Khrystyne Zurian’ın MINI tutkusu, Los Angeles’taki Art Center Tasarım Fakültesinde eğitim gördüğü sırada başlamış. Siyah kontrast tavanlı kırmızı MINI Cooper S, “anında duygusal bir bağ kurduğu ilk otomobil” olmuş. Üstelik, kendisi “kamyonetlere tutkun” bir aileden geliyor. ABD’nin California eyaletinin güneyinde büyüyen Zurian’ın memleketinde en çok tercih edilen araç, yüksek hacimli V8 motorlara sahip pickup kamyonetler. Khrystyne Zurian’ın otomobillere olan ilgisi, tıpkı çizim tutkusu gibi erken yaşlarda gelişmeye başlamış. Erkek kardeşleriyle birlikte, kendi tasarım stüdyosuna sahip olan babasına, aralarında “Batmobile” ve çeşitli süper kahraman filmlerinden tanıdığımız başka araçların da yer aldığı konsept araçlar ve film araçları geliştirme konusunda yardım etmişler. Khrystyne Zurian, o dönemi “Bu yaratıcı dünyanın bir parçası olmak istemiştim.” diyerek anlatıyor.
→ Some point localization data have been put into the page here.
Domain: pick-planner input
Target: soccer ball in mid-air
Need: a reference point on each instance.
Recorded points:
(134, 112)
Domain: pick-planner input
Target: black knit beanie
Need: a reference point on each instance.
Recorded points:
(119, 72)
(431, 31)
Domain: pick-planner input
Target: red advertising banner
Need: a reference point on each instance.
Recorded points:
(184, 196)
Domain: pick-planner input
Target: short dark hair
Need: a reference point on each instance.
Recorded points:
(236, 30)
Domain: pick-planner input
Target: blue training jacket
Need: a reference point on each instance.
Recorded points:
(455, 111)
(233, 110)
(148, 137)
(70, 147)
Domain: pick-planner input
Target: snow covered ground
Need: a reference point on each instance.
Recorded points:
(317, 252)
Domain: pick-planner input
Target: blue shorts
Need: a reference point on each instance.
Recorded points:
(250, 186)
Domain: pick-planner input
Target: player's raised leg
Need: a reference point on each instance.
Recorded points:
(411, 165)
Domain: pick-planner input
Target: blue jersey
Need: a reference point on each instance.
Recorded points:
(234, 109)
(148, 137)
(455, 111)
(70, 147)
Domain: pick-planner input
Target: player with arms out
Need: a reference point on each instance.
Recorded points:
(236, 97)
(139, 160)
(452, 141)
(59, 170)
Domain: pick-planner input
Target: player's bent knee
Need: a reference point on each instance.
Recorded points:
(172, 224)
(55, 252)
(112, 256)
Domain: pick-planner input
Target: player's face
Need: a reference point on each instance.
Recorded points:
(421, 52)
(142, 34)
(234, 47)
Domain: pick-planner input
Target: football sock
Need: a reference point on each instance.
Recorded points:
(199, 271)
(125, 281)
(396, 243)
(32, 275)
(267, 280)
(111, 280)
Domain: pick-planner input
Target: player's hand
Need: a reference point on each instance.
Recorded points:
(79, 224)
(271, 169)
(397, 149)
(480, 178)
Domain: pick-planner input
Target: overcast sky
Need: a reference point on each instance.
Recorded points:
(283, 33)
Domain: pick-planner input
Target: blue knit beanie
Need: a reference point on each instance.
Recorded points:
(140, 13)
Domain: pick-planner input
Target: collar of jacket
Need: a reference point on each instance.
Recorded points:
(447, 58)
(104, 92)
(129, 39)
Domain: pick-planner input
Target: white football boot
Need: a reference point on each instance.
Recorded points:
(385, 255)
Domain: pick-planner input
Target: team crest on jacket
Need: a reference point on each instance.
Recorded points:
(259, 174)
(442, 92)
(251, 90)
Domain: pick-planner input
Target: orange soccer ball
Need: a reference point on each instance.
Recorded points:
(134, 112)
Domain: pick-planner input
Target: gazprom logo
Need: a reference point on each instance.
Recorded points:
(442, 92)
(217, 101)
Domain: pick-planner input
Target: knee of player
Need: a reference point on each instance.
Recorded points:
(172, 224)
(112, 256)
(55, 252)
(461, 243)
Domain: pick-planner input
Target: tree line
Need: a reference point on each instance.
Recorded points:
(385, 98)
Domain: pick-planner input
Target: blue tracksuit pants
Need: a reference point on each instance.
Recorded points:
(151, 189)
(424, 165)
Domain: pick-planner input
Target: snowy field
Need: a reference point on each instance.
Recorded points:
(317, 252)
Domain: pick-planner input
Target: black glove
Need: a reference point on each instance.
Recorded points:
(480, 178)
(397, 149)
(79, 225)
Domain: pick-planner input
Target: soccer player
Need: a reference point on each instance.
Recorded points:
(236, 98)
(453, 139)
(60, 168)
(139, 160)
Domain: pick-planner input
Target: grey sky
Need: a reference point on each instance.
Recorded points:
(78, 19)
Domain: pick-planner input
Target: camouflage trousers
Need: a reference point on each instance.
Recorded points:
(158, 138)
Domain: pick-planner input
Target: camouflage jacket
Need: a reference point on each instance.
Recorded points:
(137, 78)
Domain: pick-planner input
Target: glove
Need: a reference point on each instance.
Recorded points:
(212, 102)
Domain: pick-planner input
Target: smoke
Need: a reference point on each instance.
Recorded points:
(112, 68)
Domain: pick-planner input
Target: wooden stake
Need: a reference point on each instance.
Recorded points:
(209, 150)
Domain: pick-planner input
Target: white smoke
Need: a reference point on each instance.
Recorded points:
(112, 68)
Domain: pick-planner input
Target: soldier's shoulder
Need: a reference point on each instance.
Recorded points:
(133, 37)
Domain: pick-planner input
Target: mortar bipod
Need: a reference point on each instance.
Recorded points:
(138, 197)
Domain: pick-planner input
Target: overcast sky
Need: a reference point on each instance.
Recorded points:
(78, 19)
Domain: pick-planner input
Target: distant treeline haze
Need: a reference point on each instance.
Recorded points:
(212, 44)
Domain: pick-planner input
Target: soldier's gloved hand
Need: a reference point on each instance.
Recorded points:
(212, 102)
Khrystyne Zurian, yaratıcılığını en çok hangi alanda dışa vurmak istediğini tam olarak eğitimi sırasında fark etmiş. Kırmızı MINI otomobilinin karakteri onu adeta büyülemiş. “O anda markaya aşık oldum. Bir gün MINI için çalışmak istediğimi anladım.” 2010 yılında bu hayaline kavuşan Khrystyne Zurian, başlarda biraz gözünün korktuğunu hatırlıyor. Bunun nedenini, otomotiv sektörünün erkek ağırlıklı ortamına değil, bir anda stüdyoda pek çok yetenekli tasarımcıyla tanışmış olmasına bağlıyor. Sonrasında, MINI’de kısa zamanda özgüven geliştirmeyi ve yeteneklerine güvenmeyi öğrenmiş. Khrystyne Zurian, artık önündeki engellerin yalnızca kendi koyduğu engeller olduğunu biliyor. MINI dış tasarım ekibinden oluşan küçük topluluğun benimsediği birlik anlayışından oldukça memnun. “MINI’deki ekip ruhu gerçekten çok özel.” Zurian’a göre işinin en zorlu yanı, yeni bir modelin karakter temelini oluşturmak, teknolojinin talepleriyle mücadele etmek ve bu süreçte başarılı bir tasarım oluşturmaya çalışmak. Khrystyne Zurian, sözlerine şu şekilde nokta koyuyor: “Bu süreçlerde başarılı olmak artık bir cinsiyet meselesi değil. Günümüzde otomotiv sektöründe başarıya ulaşan kadınların sayısı oldukça arttı ve artmaya devam ediyor.”